Народы и личности в истории. том 3 Миронов В.Б 2001г. (стр. 59 из 173)

Когда появился рэкет, включая бандитов в форме, народ справился и с ними. Рэкет в США, как в России, почти легально существовал и в верхних эшелонах власти – в правительственных и парламентских, в милицейских структурах. Известна история с шерифом Г. Пламмером, чьи агенты грабили золотые караваны в Монтане. Он действовал под прикрытием закона. От рук его бандитов пало 102 человека, помимо тех, чьи останки так и не были найдены. На их стороне выступали и федеральные власти вкупе с неправедным и подслеповатым законом. Порой даже самые высшие служители Фемиды оказывались замешаны в аферах! Некий гангстер заявил членам комитета Сената: «Сегодня кругом рэкет. Каждый занимается рэкетом на свой лад. Фондовая биржа – это тоже рэкет». Чтобы хоть как-то воспрепятствовать этому, в США стали создаваться комитеты бдительности и заявочные клубы. Дело решали просто и быстро. Со всей округи собирали старателей. Функцию судьи мог исполнить, скажем, медик, общественным обвинителем выступал кузнец, а в роли присяжных были все присутствующие. Троном правосудия служил фургон переселенца. Несмотря на попытки верховных покровителей защитить негодяев, бандитов вешали. Так должна действовать демократия!.[230]

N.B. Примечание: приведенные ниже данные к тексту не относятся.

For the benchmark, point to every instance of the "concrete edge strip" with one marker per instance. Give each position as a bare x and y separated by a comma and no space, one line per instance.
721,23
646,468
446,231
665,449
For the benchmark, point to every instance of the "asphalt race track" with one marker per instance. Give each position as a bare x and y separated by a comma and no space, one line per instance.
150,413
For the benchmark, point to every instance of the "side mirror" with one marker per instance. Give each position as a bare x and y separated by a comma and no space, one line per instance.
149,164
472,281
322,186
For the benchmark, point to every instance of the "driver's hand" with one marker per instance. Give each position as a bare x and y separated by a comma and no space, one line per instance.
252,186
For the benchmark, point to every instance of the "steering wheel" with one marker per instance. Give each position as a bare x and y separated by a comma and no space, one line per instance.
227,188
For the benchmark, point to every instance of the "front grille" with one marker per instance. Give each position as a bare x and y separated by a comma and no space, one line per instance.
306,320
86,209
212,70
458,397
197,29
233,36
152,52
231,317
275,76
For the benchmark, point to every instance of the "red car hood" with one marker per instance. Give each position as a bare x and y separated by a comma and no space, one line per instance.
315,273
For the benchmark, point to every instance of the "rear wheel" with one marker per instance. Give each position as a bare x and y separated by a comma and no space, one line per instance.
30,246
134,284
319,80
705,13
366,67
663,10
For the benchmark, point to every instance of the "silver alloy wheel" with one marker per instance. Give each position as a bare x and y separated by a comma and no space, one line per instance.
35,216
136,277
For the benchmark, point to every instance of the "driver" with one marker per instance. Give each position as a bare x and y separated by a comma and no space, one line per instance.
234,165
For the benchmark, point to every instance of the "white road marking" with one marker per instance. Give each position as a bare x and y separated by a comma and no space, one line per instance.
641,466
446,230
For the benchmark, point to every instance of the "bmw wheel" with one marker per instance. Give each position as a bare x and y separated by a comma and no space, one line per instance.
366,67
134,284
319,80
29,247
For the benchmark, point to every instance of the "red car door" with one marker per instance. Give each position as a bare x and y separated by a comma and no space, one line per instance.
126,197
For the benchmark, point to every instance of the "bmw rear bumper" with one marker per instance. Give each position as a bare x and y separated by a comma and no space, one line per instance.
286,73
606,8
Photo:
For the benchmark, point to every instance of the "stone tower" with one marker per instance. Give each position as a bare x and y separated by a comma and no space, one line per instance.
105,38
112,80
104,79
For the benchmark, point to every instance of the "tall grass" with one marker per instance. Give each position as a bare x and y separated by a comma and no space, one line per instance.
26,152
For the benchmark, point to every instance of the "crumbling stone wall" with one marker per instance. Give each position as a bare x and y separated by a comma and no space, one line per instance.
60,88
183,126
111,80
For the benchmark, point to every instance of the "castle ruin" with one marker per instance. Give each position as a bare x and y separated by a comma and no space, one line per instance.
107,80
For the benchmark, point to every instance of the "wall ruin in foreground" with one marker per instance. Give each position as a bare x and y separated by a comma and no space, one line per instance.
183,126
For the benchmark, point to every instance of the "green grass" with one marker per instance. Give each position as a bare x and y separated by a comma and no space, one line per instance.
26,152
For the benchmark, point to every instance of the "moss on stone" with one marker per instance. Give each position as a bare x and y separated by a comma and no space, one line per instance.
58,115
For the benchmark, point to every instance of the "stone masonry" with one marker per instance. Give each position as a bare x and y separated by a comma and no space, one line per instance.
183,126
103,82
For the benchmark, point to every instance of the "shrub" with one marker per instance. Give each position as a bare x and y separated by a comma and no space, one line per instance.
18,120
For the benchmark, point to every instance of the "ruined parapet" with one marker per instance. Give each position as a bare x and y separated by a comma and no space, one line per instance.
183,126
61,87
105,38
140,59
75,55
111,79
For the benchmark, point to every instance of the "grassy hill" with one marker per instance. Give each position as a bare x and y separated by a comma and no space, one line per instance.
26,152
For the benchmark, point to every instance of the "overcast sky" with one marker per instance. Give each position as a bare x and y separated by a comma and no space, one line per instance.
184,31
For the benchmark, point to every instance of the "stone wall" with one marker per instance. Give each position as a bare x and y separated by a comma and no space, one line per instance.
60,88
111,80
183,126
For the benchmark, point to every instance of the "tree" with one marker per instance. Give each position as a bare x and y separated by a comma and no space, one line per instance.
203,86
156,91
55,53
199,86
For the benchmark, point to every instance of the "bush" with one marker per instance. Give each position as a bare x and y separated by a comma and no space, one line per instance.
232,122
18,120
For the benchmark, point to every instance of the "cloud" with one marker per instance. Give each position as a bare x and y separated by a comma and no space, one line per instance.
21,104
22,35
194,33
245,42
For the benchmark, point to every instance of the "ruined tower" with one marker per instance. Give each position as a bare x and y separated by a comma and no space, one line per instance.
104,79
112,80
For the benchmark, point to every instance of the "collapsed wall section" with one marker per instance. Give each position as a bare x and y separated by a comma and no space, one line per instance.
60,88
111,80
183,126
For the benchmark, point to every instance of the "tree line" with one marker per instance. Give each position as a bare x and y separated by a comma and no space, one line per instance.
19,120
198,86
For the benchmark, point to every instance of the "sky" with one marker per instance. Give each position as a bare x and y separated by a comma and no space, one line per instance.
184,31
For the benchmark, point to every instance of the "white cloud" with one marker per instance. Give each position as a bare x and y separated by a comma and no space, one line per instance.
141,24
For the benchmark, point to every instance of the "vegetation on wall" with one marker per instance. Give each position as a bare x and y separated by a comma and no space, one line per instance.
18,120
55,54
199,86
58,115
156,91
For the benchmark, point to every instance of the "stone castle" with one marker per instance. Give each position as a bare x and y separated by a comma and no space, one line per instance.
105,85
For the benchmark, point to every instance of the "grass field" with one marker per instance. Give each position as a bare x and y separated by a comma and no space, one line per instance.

Основу реальной демократии, что на заре XIX в. придала, на наш взгляд, крепость и силу трудовой и творческой Америке, составляли не выпускники вузов и не холеные джентльмены с лощеными физиономиями. Это были пионеры-трудяги, простолюдины лесной глуши, которые уже в силу их жизни и философии на практике осуществляли принцип верховенства народной воли. Все или почти все, что есть по сей день здорового и подлинно великого в нынешней Америке, шло и идет от них. Среди переселенцев было два типа граждан: тип фермера-труженика, рабочего, изобретателя, учителя и т. д., и другой тип – воротилы, мошенники, болтуны-политики, авантюристы. Первые желали зарабатывать на жизнь нелегким личным трудом. Вторые искали случая, чтобы путем убийств, грабежей, махинаций, подлости, составить состояние. К первым принадлежал Эндрю Джексон (1767–1845), ко вторым – Генри Клей (1777–1852). На стороне первого были фермеры-простолюдины и городской пролетариат. На стороне второго – буржуазия и аристократы, почувствовавшие вкус к спекуляциям. Запад был уже тогда весь пропитан духом спекуляции. Даже религиозные общины больше думали о деньгах, нежели о Боге. Один из миссионеров писал в 1818 г.: «Когда я прибыл сюда, к религии здесь относились пренебрежительно. Фаланга оппозиции выстроилась вдоль всей улицы. Для какой же цели они меня пригласили? Для спекуляций. Священник, церковь, школа – все это слова, необходимые для рекламных объявлений о продаже земельных участков». Лихорадка охватила все слои населения (старых и малых). Особо быстро этой психологией заражались слабые и неустойчивые элементы общества. Появились и политики, которые, раздувая пламя неоправданных, порой паразитических ожиданий части народа, стали убеждать американцев в скором обогащении. Каждого обещали сделать Крезом. Среди таких жуликов был и Клей, заурядный мерзавец, ставший идеологом этой волчьей стаи спекулянтов.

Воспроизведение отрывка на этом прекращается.